На вид ворон — птица мрачная, но к человеку привыкает легко.
Один мой знакомый нашёл в лесу кем-то раненного ворона. У него было подбито крыло. Встречаются люди — глупые и злые. Им бы только убить какую-нибудь птицу. Из ружья, из рогатки либо просто камнем. Воробья так воробья, галку так галку. А зачем убить, неизвестно. Ворон — очень редкая и очень полезная птица, а в него взял кто-то и выстрелил.
Мой знакомый подобрал ворона. Тот, конечно, сперва не давался в руки, больно клевал. А потом привык к человеку.
Летать он не мог. Только на стол или на стул мог взлететь. Пищу из рук брал и быстро научился говорить «здррааствуй… здрррааствуй», «поггладь воррронка» и подставлял голову, чтобы ему чесали затылок.
Проводил я взглядом пролетевшего ворона и повернул назад к дому. Солнце на закат пошло. Верхушки берёз стали розовыми, облака совсем золотыми.
Иду — и всё-таки по сторонам да под ноги поглядываю. Опять еловая шишка, наполовину целая, а чешуйки растрёпаны. Значит, их кто-то расщеплял, доставал семечки. Недогрыз да выронил.
Во-о-он это кто! На самой вершине ёлки с ветки на ветку перепрыгивает.
В первый раз я эту птицу в Москве на Птичьем рынке увидел. В клетке. Птичий рынок тогда в Москве на Трубной площади был.
Смотрю — сидит в клетке маленькая птица. Грудь у неё красная, а клюв кривой. Верхняя половинка клюва с нижней перекрещивается.
Продавец нёс перед собой клетку и кричал:
— Кому еловика, кому еловика!
Я спрашиваю:
— Почему у этого еловика клюв какой-то испорченный? Он больной, что ли?
А продавец говорит:
— Эх ты, дурья голова. Это клёст. Понимаешь, клёст. У клестов всегда клювы такие, чтобы шишки шелушить.
Но самое интересное я про клеста потом узнал.
Уж никак не думал, что среди зимы, в самую стужу, какая-нибудь птица могла яйца класть и птенцов высиживать. А оказывается, есть такая птица. Клёст.
Разыскать его гнездо очень трудно. Оно из прутиков свито, а внутри пёрышками да пушинками выстлано. И в январе-феврале сидит самочка на яйцах, а самец её изо рта кормит. Выведутся птенцы. Голые. Мороз трещит в лесу. А самочка всё на птенцах сидит. Им тепло.
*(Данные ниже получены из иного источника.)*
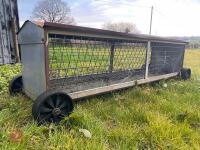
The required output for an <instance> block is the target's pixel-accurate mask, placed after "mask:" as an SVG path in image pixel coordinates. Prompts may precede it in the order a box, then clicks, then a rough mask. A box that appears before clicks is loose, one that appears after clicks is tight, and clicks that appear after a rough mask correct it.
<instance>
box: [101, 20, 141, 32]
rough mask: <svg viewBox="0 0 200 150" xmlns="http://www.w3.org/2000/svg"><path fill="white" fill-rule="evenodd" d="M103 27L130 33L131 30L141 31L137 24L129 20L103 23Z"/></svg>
mask: <svg viewBox="0 0 200 150" xmlns="http://www.w3.org/2000/svg"><path fill="white" fill-rule="evenodd" d="M103 29H106V30H111V31H117V32H125V33H129V32H132V33H140V31H139V30H138V29H137V27H136V25H135V24H133V23H129V22H116V23H111V22H109V23H105V24H104V25H103Z"/></svg>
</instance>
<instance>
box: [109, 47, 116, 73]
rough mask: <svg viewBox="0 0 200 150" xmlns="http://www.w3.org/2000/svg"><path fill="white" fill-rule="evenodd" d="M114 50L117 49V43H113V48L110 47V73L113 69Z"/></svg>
mask: <svg viewBox="0 0 200 150" xmlns="http://www.w3.org/2000/svg"><path fill="white" fill-rule="evenodd" d="M114 51H115V45H114V44H112V45H111V49H110V65H109V72H110V73H111V72H112V71H113V60H114Z"/></svg>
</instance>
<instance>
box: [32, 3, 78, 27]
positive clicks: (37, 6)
mask: <svg viewBox="0 0 200 150" xmlns="http://www.w3.org/2000/svg"><path fill="white" fill-rule="evenodd" d="M70 12H71V10H70V8H69V6H68V5H67V3H66V2H63V1H62V0H40V1H39V2H38V4H37V5H36V6H35V8H34V10H33V18H34V19H37V20H43V21H48V22H55V23H67V24H75V21H74V18H73V17H72V16H71V15H70Z"/></svg>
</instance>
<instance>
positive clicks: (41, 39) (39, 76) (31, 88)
mask: <svg viewBox="0 0 200 150" xmlns="http://www.w3.org/2000/svg"><path fill="white" fill-rule="evenodd" d="M43 39H44V30H42V29H41V28H39V27H37V26H35V25H34V24H32V23H30V22H29V23H27V24H26V25H25V26H24V28H23V30H22V31H21V32H20V34H19V35H18V40H19V44H20V47H21V60H22V66H23V71H22V79H23V86H24V91H25V93H26V95H28V96H29V97H31V98H32V99H36V98H37V96H38V95H40V94H41V93H43V92H44V91H46V75H48V74H46V72H45V50H44V49H45V43H44V41H43Z"/></svg>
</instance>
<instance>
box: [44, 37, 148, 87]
mask: <svg viewBox="0 0 200 150" xmlns="http://www.w3.org/2000/svg"><path fill="white" fill-rule="evenodd" d="M48 47H49V79H50V81H51V86H65V85H66V83H67V86H70V90H71V91H77V90H83V89H88V88H92V87H99V86H104V85H109V84H113V83H119V82H125V81H130V80H134V79H141V78H144V70H145V68H144V66H145V57H146V47H147V43H144V42H139V41H130V40H116V39H115V40H114V39H112V40H109V39H100V38H89V37H78V36H63V35H55V34H54V35H53V34H50V35H49V46H48ZM73 87H74V88H73Z"/></svg>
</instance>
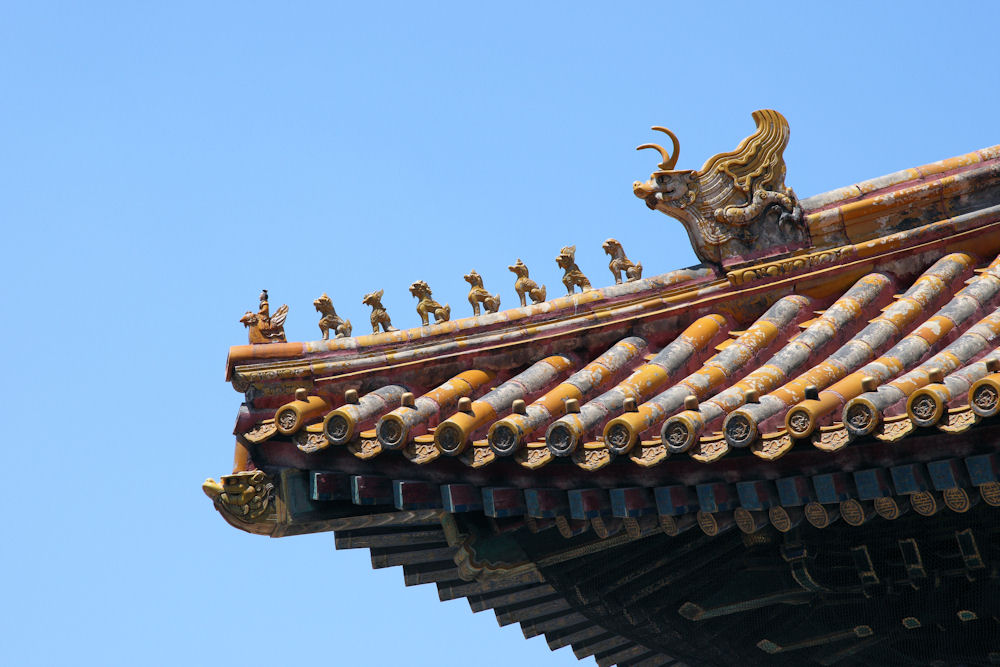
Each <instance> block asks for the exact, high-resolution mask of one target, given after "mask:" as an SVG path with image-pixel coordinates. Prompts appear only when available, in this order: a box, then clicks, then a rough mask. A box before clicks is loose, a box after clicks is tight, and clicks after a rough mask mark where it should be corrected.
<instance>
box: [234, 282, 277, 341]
mask: <svg viewBox="0 0 1000 667" xmlns="http://www.w3.org/2000/svg"><path fill="white" fill-rule="evenodd" d="M287 316H288V306H286V305H282V306H281V308H279V309H278V310H276V311H274V315H271V308H270V306H269V305H268V303H267V290H264V291H262V292H261V293H260V309H259V310H258V311H257V312H256V313H254V312H252V311H249V310H248V311H247V312H246V314H244V315H243V317H241V318H240V322H241V323H242V324H243V326H245V327H246V328H247V334H248V336H249V339H250V344H251V345H253V344H257V343H284V342H286V340H285V318H286V317H287Z"/></svg>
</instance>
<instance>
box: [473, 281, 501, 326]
mask: <svg viewBox="0 0 1000 667" xmlns="http://www.w3.org/2000/svg"><path fill="white" fill-rule="evenodd" d="M464 277H465V282H467V283H469V285H471V286H472V287H471V289H469V303H470V304H472V316H473V317H479V304H483V308H485V309H486V312H487V313H495V312H497V311H498V310H500V295H499V294H492V295H491V294H490V293H489V292H487V291H486V288H485V287H483V277H482V276H481V275H479V274H478V273H477V272H476V271H469V272H468V273H466V274H465V276H464Z"/></svg>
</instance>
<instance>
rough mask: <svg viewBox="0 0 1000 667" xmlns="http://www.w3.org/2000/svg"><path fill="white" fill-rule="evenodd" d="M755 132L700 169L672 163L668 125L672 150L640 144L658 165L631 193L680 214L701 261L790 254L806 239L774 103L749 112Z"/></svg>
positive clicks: (708, 161)
mask: <svg viewBox="0 0 1000 667" xmlns="http://www.w3.org/2000/svg"><path fill="white" fill-rule="evenodd" d="M753 119H754V122H756V123H757V130H756V131H755V132H754V133H753V134H752V135H750V136H749V137H747V138H746V139H744V140H743V141H742V142H740V145H739V146H738V147H737V148H736V150H735V151H732V152H730V153H720V154H718V155H714V156H712V157H710V158H709V159H708V161H707V162H706V163H705V165H704V166H703V167H702V168H701V169H700V170H697V171H695V170H693V169H674V166H675V165H676V164H677V157H678V154H679V152H680V142H679V141H678V140H677V136H676V135H675V134H674V133H673V132H671V131H670V130H668V129H667V128H665V127H658V126H657V127H654V128H653V129H654V130H658V131H660V132H663V133H665V134H666V135H667V136H669V137H670V139H671V141H672V142H673V149H672V152H668V151H667V150H666V149H665V148H663V147H662V146H659V145H657V144H643V145H642V146H639V149H643V148H652V149H655V150H656V151H658V152H659V153H660V155H661V157H662V158H663V161H662V162H660V164H659V165H658V166H659V171H654V172H653V173H652V175H651V176H650V177H649V180H647V181H646V182H641V181H636V182H635V183H633V184H632V191H633V193H634V194H635V196H636V197H638V198H640V199H642V200H643V201H645V202H646V206H648V207H649V208H652V209H656V210H658V211H661V212H663V213H666V214H667V215H669V216H670V217H672V218H676V219H677V220H680V222H681V224H682V225H684V229H685V230H686V231H687V233H688V237H690V239H691V244H692V245H693V246H694V250H695V254H697V255H698V258H699V259H700V260H702V261H703V262H711V263H715V264H722V265H729V264H733V263H739V262H743V261H747V260H749V259H755V258H758V257H765V256H769V255H774V254H780V253H787V252H790V251H792V250H795V249H797V248H800V247H805V246H806V245H808V242H809V239H808V232H807V231H806V229H805V225H804V224H803V222H802V209H801V207H800V206H799V203H798V200H797V199H796V198H795V193H794V192H792V190H791V188H787V187H785V161H784V157H783V154H784V150H785V146H787V145H788V135H789V129H788V121H787V120H785V117H784V116H782V115H781V114H780V113H778V112H777V111H774V110H773V109H760V110H758V111H754V112H753Z"/></svg>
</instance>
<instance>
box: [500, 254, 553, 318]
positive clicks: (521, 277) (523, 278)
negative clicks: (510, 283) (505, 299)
mask: <svg viewBox="0 0 1000 667" xmlns="http://www.w3.org/2000/svg"><path fill="white" fill-rule="evenodd" d="M507 268H508V269H509V270H510V271H511V272H512V273H513V274H514V275H515V276H517V279H516V280H515V281H514V291H515V292H517V297H518V298H519V299H520V300H521V307H522V308H523V307H524V306H526V305H527V302H526V300H525V296H530V297H531V302H532V303H541V302H542V301H545V285H542V286H541V287H539V286H538V283H536V282H535V281H534V280H532V279H531V278H529V277H528V267H527V266H525V264H524V262H522V261H521V260H520V259H518V260H517V263H516V264H513V265H511V266H508V267H507Z"/></svg>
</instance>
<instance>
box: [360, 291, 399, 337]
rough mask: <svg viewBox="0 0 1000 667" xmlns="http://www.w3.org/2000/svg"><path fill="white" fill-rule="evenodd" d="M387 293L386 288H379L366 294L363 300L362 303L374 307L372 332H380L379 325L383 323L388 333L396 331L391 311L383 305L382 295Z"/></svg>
mask: <svg viewBox="0 0 1000 667" xmlns="http://www.w3.org/2000/svg"><path fill="white" fill-rule="evenodd" d="M383 294H385V290H379V291H377V292H370V293H369V294H365V298H363V299H362V300H361V303H363V304H365V305H366V306H371V309H372V317H371V320H372V333H373V334H377V333H378V327H379V325H382V330H383V331H385V332H386V333H388V332H390V331H396V327H394V326H392V322H391V321H390V320H389V313H388V311H386V309H385V306H383V305H382V295H383Z"/></svg>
Темнеть стало. Солнце красным шаром сквозь стволы проглядывает. Надо домой идти. Поглядел на часы. Шестой час. Значит, я уже больше пяти часов по лесу брожу.
Пришёл домой, а в доме гость. Сидит и меня дожидается, чтобы вместе чай пить.
Спрашивает:
— Что сегодня делали? Писали что-нибудь?
— Да нет, не писал.
— Читали?
— Да нет, и не читал.
— Что же вы тогда делали?
— Да ничего особенного. Просто гулял.
А когда гость ушёл, я подумал, что неправильно ему ответил. Как же это так, ничего особенного, коли я так много увидел и узнал за сегодняшний день!